- Outfielder
- Born: May 20, 1923 Havana, Cuba
- Died: March 21, 2017 (aged 93) Tamarac, Florida, U.S.
- Batted: RightThrew: Right

MLB debut
- April 18, 1945, for the Washington Senators

Last MLB appearance
- September 16, 1945, for the Washington Senators

MLB statistics
- Batting average: .290
- Home runs: 0
- Runs batted in: 13
- Stats at Baseball Reference

Teams
- Washington Senators (1945);

= José Zardón =

Cuban baseball player (1923-2017)

José Antonio Zardón Sánchez (May 20, 1923 - March 21, 2017) was a Cuban professional baseball outfielder. Born in Havana, Cuba, he played one season in Major League Baseball for the Washington Senators in 1945. The 22-year-old rookie stood 6'0" and weighed 150 pounds.

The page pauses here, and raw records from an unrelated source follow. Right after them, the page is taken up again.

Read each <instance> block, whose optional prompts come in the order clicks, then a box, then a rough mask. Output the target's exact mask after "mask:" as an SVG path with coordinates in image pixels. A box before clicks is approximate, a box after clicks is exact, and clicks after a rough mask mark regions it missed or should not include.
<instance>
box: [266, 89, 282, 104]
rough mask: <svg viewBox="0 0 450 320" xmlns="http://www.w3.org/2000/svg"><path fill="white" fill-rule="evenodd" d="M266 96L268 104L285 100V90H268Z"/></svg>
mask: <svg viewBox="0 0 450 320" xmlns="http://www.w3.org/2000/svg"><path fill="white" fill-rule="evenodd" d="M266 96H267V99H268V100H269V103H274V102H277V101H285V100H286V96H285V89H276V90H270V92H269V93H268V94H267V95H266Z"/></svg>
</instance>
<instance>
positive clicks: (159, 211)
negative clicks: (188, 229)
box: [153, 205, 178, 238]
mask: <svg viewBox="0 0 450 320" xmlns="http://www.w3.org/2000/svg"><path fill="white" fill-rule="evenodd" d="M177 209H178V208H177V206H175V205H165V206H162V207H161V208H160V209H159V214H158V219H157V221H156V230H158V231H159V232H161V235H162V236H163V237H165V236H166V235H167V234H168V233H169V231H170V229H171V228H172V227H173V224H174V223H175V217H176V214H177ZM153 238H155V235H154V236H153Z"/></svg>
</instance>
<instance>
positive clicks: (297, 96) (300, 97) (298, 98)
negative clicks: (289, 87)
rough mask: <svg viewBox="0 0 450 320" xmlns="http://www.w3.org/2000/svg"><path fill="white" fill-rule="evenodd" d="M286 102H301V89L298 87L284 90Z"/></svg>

Zardón is one of many ballplayers who only appeared in the major leagues during World War II. He made his major league debut on April 18, 1945, in a road game against the Philadelphia Athletics at Shibe Park. His season, and career, totals include 54 games played, a .290 batting average (38-for-131), 13 runs batted in, 13 runs scored, and a .374 slugging percentage. In his 43 outfield appearances he handled 106 of 109 chances successfully, and his .972 fielding percentage was just a shade below the league average.

Zardón was a member of the 1947 Havana Cubans, considered one of the top teams in minor league history. He died March 21, 2017, in Tamarac, Florida.